# HP C6502A JetDirect Print Server--How to use it?



## Alex Ethridge (Apr 10, 2000)

I have an HP JetDirect C6502A ( see it here ) left over from setting up an HP 1300 Laser printer.

What exactly is it and how is it used?


----------



## winbob (Aug 2, 2004)

Alex,

The device is a connection converter that allows you to plug in the printer's USB cable to the converter, and then connect the converter to a Parallel Port...and have it work.


----------



## Alex Ethridge (Apr 10, 2000)

That's what I thought until I opened its package. There is no USB port. The back side of the thing, the side you can't see in the above-linked picture, is a simple slit with very, very little of a circuit board visible in it.

It came with a 1300 printer, not a 1300n.
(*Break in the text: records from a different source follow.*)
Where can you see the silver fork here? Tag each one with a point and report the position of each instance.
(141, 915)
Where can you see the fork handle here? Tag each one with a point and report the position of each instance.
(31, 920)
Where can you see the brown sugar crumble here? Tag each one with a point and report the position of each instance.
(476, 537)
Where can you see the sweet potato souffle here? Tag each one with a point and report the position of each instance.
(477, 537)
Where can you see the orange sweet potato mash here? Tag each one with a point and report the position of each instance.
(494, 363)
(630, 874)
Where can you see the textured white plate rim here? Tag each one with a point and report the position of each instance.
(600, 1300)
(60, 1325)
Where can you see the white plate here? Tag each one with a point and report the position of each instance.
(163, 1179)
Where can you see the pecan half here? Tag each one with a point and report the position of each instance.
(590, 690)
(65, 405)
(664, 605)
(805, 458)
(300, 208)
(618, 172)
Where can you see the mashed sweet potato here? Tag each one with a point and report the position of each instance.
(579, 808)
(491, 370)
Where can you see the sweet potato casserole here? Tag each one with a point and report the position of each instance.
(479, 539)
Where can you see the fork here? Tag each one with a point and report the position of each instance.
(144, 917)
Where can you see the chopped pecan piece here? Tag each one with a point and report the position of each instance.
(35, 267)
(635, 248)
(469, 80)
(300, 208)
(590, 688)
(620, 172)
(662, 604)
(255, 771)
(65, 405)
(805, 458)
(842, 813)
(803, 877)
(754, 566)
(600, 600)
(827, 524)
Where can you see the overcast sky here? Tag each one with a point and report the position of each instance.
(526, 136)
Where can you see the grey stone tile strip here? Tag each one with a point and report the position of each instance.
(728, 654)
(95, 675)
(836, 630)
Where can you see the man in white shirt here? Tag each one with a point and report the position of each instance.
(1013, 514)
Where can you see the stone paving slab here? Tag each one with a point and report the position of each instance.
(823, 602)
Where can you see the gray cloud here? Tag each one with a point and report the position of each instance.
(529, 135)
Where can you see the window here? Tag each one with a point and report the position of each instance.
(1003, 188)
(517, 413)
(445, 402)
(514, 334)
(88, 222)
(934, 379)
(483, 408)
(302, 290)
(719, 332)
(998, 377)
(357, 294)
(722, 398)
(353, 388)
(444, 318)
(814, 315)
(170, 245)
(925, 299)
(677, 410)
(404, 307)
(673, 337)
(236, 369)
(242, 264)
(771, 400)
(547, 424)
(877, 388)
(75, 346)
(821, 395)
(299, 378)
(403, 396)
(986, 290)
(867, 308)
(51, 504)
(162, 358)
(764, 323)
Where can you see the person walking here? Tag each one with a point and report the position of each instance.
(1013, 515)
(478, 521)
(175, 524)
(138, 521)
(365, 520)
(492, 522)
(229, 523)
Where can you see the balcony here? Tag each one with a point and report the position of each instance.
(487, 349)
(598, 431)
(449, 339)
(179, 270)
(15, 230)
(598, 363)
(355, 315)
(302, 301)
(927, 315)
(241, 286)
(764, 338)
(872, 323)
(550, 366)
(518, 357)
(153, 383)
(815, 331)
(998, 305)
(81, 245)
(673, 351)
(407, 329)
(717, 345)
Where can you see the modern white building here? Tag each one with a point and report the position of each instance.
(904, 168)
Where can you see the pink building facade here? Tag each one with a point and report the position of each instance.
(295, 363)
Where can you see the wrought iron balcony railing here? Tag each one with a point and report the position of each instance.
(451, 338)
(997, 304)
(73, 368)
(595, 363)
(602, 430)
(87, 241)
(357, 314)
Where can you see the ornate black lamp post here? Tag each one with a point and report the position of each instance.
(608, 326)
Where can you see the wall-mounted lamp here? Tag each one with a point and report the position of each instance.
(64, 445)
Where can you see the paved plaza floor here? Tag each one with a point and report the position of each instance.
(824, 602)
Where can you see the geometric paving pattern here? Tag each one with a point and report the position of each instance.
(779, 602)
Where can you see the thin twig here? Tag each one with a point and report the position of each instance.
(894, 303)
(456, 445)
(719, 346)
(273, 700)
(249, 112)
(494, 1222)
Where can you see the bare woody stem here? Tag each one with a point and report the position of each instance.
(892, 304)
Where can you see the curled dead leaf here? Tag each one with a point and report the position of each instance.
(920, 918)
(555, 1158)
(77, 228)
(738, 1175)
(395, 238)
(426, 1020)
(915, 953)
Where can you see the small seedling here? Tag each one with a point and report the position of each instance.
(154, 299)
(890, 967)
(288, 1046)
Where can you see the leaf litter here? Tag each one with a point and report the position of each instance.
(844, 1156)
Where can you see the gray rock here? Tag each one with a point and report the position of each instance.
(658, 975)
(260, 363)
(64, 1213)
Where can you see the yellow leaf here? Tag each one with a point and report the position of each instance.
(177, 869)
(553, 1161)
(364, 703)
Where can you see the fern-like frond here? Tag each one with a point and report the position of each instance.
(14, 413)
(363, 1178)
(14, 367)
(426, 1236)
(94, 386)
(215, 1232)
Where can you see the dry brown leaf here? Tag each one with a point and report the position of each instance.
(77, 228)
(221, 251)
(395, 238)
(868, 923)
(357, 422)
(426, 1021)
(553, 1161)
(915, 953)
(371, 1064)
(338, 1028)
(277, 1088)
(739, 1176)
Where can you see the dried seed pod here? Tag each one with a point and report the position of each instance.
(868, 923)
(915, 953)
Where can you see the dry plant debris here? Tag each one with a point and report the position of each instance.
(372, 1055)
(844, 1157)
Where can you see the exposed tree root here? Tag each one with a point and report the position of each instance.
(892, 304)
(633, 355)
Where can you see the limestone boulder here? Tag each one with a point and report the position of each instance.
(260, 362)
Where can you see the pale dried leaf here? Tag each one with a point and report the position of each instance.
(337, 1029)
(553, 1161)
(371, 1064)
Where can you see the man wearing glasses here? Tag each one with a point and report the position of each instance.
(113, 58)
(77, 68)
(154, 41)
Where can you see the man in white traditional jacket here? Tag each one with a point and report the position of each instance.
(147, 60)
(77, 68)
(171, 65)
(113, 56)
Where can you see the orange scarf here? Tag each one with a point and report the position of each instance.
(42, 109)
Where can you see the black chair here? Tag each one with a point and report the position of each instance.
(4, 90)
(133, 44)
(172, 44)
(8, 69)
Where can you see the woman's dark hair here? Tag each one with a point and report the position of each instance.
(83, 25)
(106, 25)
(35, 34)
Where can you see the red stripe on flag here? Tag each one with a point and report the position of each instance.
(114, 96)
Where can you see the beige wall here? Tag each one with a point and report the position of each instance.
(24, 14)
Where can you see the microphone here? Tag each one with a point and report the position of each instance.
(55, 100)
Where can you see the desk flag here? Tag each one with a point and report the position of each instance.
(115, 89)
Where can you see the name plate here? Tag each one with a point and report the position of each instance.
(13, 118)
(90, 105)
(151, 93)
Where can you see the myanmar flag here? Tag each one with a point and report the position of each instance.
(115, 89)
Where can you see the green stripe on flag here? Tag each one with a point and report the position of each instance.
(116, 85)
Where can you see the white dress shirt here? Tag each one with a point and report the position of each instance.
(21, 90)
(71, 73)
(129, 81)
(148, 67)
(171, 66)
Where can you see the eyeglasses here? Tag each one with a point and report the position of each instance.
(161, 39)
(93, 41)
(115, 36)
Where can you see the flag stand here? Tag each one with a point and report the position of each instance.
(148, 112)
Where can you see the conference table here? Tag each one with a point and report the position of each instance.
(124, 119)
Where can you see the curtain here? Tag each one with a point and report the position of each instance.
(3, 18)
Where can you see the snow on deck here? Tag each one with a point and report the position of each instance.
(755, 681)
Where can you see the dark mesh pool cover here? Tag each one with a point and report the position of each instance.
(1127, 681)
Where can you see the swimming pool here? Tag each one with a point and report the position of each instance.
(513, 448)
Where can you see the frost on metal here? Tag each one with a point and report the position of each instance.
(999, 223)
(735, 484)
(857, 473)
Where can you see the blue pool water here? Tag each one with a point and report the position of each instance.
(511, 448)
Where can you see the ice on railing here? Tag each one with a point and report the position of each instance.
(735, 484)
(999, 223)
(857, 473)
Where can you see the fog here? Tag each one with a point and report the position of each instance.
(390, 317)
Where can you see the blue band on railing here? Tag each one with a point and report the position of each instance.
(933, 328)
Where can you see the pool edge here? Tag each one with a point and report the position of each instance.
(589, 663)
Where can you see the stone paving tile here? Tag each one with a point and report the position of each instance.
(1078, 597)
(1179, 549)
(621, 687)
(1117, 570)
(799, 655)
The printer is equipped with standard LPT and USB ports built in so there is no need for a USB adapter.


----------



## winbob (Aug 2, 2004)

Well whatever the thin slit plug IS, this thing converts it to use in a Parallel Port plug.


----------



## Alex Ethridge (Apr 10, 2000)

I have done some more research and I believe it is an adapter for a print server of some sort. If that is so, this end with the slit pushes into the print server and the other end plugs into the printer's centronics port.


----------